Silicone Breast Implants Back on the Market:

On Friday, the FDA lifted most restrictions on the sale of silicone breast implants, almost fourteen years after FDA chairman David Kessler ordered the implants off the markets, in a decision motivated by politics, not evidence.

Indeed, the end of the FDA ban marks the conclusion of what amounted to a massive scams. Political activists, politicians, trial lawyers, and media sensationalists joined forces to promote the view, wholly lacking in scientific support, that implants caused systemic disease. First, they claimed it caused cancer; when studies rejected that assertion, they claimed it caused immune system diseases; when that was debunked, they moved on to the claim that it caused "atypical" immune system diseases. The latter claim had the advantage of being very difficult to disprove, because no ever ever defined what these "atypical" diseases were. Nevertheless, the best evidence available rejects that claim, as well. It should be emphasized that there was never any sound scientific evidence supporting any of these claims; that didn't stop plaintiffs and their attorneys from collecting $10 billion or so in damages.
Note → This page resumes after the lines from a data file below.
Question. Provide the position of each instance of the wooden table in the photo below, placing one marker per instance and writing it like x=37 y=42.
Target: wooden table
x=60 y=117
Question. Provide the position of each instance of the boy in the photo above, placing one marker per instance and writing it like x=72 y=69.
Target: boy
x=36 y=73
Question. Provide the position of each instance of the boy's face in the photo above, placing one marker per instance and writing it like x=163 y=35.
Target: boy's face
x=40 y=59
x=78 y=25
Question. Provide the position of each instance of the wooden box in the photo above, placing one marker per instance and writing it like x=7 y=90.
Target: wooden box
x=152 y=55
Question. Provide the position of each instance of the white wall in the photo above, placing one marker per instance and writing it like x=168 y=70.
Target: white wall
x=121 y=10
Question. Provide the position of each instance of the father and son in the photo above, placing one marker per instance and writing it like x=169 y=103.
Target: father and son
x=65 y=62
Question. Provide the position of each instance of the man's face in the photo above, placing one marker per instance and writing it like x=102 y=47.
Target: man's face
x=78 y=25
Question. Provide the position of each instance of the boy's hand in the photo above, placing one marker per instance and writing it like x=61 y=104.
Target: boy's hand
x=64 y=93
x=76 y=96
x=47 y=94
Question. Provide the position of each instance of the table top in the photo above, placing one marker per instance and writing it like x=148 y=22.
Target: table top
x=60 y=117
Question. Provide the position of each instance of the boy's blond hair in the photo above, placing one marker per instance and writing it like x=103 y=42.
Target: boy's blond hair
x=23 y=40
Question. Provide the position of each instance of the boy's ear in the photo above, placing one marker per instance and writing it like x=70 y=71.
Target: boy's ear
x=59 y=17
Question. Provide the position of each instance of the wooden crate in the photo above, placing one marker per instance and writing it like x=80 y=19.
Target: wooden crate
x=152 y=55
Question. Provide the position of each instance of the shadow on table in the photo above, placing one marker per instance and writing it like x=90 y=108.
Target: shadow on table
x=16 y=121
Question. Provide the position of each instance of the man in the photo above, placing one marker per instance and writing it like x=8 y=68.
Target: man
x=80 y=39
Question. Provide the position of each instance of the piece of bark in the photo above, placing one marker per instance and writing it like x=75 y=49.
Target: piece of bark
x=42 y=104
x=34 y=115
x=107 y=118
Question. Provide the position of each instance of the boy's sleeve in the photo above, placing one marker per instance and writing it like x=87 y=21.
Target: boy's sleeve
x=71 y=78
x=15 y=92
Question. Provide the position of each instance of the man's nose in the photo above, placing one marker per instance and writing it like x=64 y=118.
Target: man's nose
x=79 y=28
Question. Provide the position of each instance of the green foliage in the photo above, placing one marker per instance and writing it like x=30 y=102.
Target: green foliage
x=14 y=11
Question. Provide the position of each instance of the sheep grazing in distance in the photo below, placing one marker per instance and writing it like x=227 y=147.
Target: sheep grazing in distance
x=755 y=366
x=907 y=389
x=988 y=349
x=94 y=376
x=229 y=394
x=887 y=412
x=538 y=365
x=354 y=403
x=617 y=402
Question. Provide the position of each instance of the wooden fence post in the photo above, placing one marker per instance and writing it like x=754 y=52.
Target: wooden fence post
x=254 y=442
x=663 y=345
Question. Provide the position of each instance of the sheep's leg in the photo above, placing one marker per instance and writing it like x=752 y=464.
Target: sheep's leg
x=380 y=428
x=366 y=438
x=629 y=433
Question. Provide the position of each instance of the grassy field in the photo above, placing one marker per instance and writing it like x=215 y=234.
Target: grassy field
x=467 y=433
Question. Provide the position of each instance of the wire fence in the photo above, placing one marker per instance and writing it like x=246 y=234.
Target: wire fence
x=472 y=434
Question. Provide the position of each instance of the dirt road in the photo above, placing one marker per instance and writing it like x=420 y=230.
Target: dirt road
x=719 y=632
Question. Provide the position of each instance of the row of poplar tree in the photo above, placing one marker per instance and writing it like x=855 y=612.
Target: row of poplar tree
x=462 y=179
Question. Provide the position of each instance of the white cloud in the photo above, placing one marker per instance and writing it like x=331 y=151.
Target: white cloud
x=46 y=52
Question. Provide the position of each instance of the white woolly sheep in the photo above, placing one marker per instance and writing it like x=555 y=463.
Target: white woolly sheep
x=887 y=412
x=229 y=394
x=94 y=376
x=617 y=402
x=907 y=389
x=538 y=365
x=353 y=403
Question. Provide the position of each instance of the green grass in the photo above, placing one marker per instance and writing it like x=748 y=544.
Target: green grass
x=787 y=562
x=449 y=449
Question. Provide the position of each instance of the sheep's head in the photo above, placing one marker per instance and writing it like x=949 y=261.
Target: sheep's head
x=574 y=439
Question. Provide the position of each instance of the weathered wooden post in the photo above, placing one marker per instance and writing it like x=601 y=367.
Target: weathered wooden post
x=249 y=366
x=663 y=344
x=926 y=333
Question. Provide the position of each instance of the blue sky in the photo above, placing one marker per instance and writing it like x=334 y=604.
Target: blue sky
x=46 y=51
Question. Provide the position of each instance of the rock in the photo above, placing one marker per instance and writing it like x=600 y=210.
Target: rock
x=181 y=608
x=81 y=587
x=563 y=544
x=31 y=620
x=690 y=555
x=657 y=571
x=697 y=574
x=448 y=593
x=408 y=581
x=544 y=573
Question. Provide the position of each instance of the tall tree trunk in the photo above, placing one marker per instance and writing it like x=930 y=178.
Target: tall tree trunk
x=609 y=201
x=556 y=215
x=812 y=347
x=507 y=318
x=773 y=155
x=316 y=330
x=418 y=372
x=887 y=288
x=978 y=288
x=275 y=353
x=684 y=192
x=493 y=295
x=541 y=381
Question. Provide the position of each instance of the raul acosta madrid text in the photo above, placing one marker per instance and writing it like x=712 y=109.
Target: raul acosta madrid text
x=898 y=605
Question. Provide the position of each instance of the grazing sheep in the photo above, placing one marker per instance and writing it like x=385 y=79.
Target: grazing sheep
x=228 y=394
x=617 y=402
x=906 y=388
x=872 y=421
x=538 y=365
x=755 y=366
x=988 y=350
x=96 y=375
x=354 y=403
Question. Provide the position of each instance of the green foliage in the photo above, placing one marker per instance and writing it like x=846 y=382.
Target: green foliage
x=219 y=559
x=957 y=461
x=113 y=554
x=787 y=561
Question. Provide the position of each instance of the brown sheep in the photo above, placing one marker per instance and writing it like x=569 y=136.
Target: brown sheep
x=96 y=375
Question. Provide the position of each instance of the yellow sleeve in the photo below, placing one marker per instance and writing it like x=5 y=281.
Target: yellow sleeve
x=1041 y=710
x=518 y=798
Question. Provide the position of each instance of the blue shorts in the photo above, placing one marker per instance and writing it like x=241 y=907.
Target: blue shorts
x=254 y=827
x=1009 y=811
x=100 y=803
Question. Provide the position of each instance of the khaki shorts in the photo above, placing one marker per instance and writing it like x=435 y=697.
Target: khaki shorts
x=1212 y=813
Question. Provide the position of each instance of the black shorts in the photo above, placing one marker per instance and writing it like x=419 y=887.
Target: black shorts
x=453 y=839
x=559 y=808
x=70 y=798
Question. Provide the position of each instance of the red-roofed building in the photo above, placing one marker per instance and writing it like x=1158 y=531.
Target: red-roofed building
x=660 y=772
The victims of the scam included implant manufacturers (which, admittedly, were not exactly poster children for corporate responsibility) and their shareholders, such as the Dow Corning Corporation, which went bankrupt; women who, frightened by media reports about "dangerous" implants, had unnecessary surgery to explant their implants, or avoided pregnancy to prevent injury to their unborn children from "toxic" silicone; biomedical research, which for a time seemed in danger of collapse due to the phony claims against silicone implants--who would test and market any product to be used inside the body, much less one involving silicone, if invented claims with no scientific basis could result in billions of dollars of liability for breast implant manufacturers?; and public trust in the American legal system, which quite properly suffered severe criticism for doling out billions for no good reason.

Perhaps not surprisingly, I have seen no sign of contrition from any of the actors who were most responsible for the breast implant fiasco. For example, the Times reports that "Dr. Sidney Wolfe, chief of Public Citizen's Health Research Group, which claimed in the 1980s that breast implants cause cancer, called the implants "the most defective medical device ever approved by the F.D.A. The approval makes a mockery of the legal standard that requires 'reasonable assurance of safety.'"

You can read my review of the whole mess, including substantiation of what I wrote in the first three paragraphs of this post, in "The Breast Implant Fiasco," 87 California Law Review 457 (1999). An earlier version is posted at SSRN.